The diagnostic environment has changed significantly since the advent of technetium 99m pyrophosphate (PYP) scanning, which has improved the diagnosis of transthyretin cardiac amyloidosis (ATTR-CM) with a remarkably high rate of accuracy.

To assess the impact of this technology and identify potential areas of improvement and its impact on workflow, Mariam Saleem, MD, and colleagues from the Henry Ford Health System in Detroit, MI, conducted a single-center analysis of PYP scans, specifically looking at the impact on diagnostic workup for cardiac amyloidosis after intermediate PYP scans and to perform a quality control re-review PYP scans to identify areas of improvement.

In a retrospective study, data from 69 patients who underwent PYP scanning for the diagnosis of ATTR-CM in the previous 3 years were analyzed in an independent re-review by a Level 111 nuclear reader. The researchers identified 3 cohorts: PYP low uptake (N = 25; heart-to-contralateral [H/CL] ratio <1.2 + visual grade 1/0), PYP intermediate uptake (N = 20, H/CL ratio 1.2-1.49+ visual grade 2/3), and PYP high uptake (N = 24, H/CL ratio >1.5 + visual grade 2/3).

The researchers examined patient demographics and history, laboratory and imaging diagnostic testing, biopsy results and echo parameters. The female-to-male ratio of patients was 4:1, with African American patients representing 55% of all patients in the study. The mean age of patients in the study was approximately 73 years.

All groups were similar in terms of cardiac biomarkers (B-type natriuretic peptide and troponin), ejection fraction, and cardiovascular comorbidities. Researchers reported statistically significant differences in terms of mean interventricular septal thickness between the PYP low uptake (1.44) and the PYP high uptake (1.72) groups (P = .005). They also reported differences in mean posterior wall thickness between the groups (1.33 PYP low vs 1.58 PYP high; P = .009).

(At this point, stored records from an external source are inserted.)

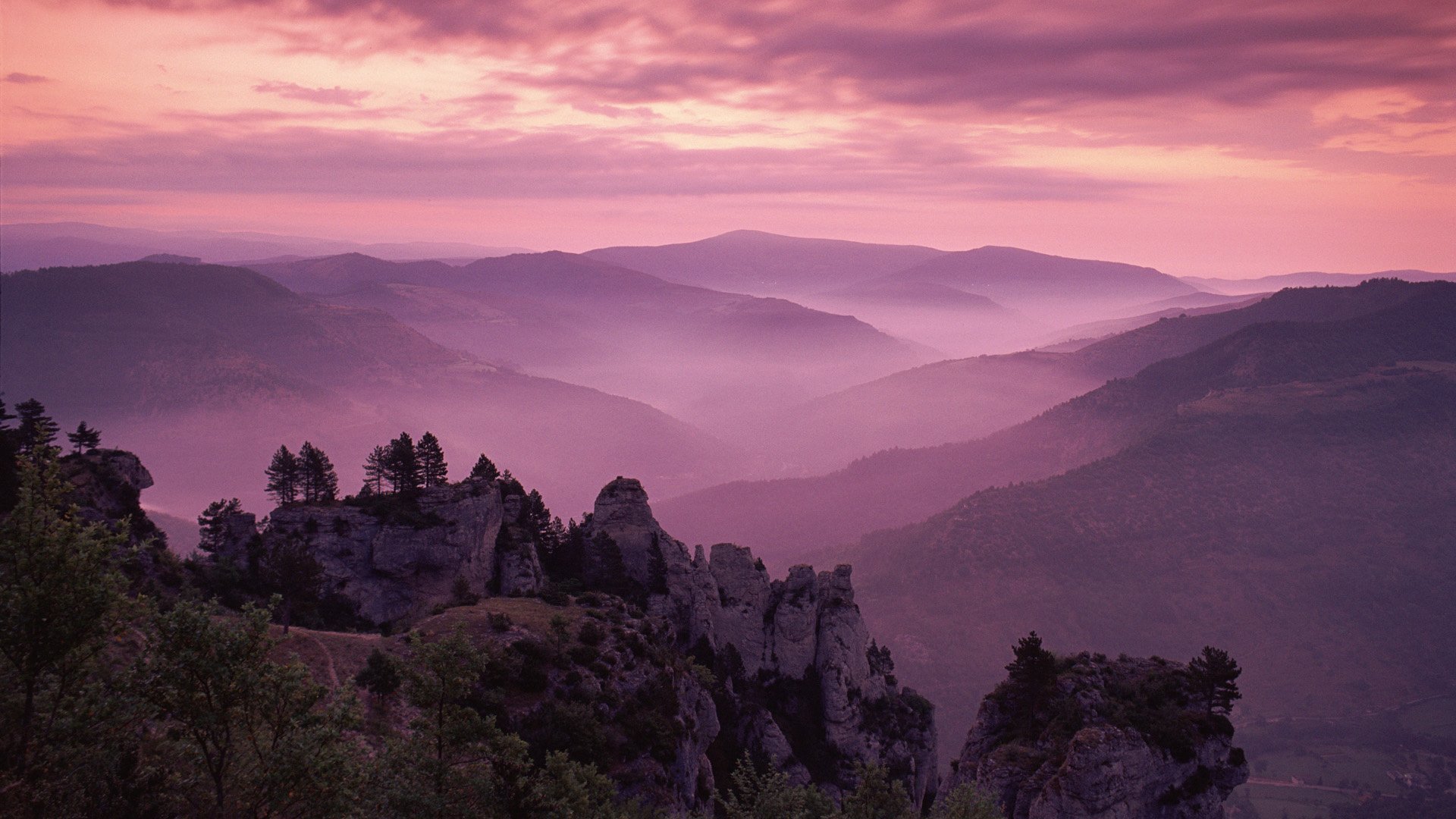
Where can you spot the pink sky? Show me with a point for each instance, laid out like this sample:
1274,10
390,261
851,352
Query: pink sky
1210,139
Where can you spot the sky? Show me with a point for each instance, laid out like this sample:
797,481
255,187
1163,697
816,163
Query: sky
1232,139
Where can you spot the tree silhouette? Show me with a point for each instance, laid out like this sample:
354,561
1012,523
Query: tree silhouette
376,469
1213,673
431,458
213,523
318,480
484,469
83,439
402,468
283,477
36,428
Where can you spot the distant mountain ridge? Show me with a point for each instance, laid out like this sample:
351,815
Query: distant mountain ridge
1308,279
767,264
1012,276
588,321
900,485
1288,491
210,368
64,243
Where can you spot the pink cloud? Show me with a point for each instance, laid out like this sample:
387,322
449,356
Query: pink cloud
322,95
1008,55
503,164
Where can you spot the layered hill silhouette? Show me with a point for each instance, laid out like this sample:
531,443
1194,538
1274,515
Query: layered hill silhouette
785,519
64,243
767,264
1310,279
1018,278
595,322
207,369
1285,493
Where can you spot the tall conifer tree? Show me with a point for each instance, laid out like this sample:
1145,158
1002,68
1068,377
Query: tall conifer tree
283,477
431,458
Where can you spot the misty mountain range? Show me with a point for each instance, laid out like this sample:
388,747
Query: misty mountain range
1226,461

The PYP low group had no patients diagnosed with ATTR-CM, compared with 5 patients (25%) in the PYP intermediate group. A substantial majority of patients (22/24; 92%) in the PYP high group had ATTR-CM.

Diagnostic testing methods used with the PYP intermediate group included urine protein electrophoresis (70% of patients received), free light chain serum (85%), serum protein electrophoresis (95%), cardiovascular magnetic resonance imaging (35%), tissue biopsy (25%), and bone marrow biopsy (20%; all P = not significant between the PYP low and PYP high groups).

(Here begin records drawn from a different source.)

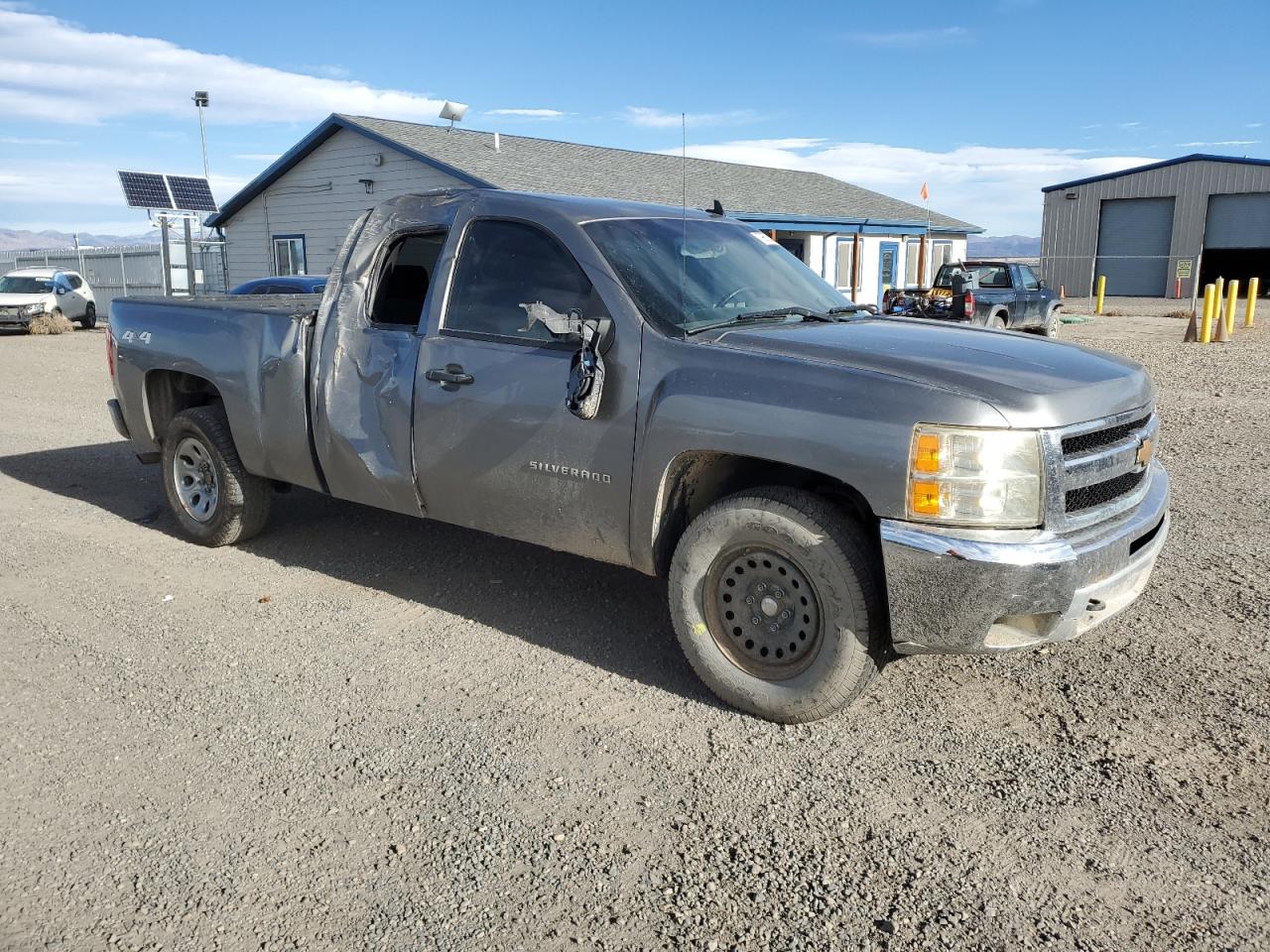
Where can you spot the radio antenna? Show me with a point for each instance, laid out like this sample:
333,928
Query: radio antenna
684,204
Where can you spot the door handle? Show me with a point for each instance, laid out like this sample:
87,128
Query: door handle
452,373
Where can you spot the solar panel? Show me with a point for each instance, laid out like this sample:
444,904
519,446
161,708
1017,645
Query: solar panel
144,189
190,194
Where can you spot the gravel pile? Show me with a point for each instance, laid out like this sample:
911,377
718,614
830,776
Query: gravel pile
362,731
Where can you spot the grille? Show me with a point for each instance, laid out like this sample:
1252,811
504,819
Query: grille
1102,493
1088,442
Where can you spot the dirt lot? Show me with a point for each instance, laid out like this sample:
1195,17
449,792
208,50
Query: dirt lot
361,731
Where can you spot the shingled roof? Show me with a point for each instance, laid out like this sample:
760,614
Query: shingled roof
526,164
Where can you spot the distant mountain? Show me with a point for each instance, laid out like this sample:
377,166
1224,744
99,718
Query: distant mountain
12,240
1002,246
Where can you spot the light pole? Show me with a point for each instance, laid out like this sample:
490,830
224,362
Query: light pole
200,100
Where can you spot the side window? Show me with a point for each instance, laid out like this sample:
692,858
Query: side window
289,254
405,278
504,264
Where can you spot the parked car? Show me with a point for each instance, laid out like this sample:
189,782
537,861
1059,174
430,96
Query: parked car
998,295
28,293
670,391
284,285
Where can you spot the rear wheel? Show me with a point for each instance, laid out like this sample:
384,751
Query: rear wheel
776,603
216,502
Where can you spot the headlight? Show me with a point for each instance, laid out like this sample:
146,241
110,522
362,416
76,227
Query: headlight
974,477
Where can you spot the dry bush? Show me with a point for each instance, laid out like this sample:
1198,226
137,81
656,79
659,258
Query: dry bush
50,324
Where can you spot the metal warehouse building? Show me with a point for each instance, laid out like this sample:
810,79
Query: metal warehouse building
1157,230
294,216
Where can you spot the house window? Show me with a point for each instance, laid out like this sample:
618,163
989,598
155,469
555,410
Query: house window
942,253
938,253
912,258
846,263
289,254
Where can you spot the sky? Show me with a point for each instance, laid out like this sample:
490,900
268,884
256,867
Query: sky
987,102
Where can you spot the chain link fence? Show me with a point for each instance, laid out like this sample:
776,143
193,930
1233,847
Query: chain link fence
118,272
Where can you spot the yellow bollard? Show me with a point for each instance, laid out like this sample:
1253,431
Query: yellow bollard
1232,303
1206,330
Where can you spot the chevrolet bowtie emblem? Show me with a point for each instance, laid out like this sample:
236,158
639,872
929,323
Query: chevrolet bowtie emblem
1146,448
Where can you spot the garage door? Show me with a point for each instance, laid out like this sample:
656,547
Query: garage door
1134,235
1238,221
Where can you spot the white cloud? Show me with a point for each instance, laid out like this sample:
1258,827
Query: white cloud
54,70
992,186
529,113
1223,143
915,37
649,117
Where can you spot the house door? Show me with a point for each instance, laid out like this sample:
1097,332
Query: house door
887,263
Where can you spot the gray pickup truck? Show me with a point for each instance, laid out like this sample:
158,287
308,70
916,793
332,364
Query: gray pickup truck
670,391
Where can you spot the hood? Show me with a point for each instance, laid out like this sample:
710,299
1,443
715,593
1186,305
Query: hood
19,299
1032,381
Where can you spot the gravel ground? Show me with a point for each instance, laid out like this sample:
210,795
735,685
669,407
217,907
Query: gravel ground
361,731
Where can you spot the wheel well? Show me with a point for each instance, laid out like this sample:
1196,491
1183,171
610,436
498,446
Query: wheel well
168,393
697,480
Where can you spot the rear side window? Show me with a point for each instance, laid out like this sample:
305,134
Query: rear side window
405,280
506,264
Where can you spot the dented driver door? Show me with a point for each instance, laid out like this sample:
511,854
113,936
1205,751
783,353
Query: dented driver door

Five (25%) patients in the PYP intermediate group had a diagnosis of ATTR-CM ascertained with adjunctive testing (P = .001 compared with other groups). Re-review of the PYP scans resulted in “identification of wrong region of interest in 2 cases and reclassification to [PYP low] as no [ATTR-CM] based on blood pool misinterpretation of planar data,” the researchers wrote in their summary of these results. In total, 5 cases in the PYP low and PYP intermediate groups had their visual PYP grade changed.

This study adds to the body of evidence suggesting that PYP scanning is an accurate noninvasive test for ATTR-CM. To further improve outcomes and avoid misdiagnosis, improvements in internal quality control measures and enhanced continuing education for PYP scan readers and technologists is critically important.

Reference

Saleem M, Sadat B, Van Harn M, et al. Towards a diagnosis of cardiac amyloidosis: single center experience with Tc-99m pyrophosphate scan in the workflow. Presented at: American Society of Nuclear Cardiology 2020 Virtual Scientific Session. Abstract 308-03.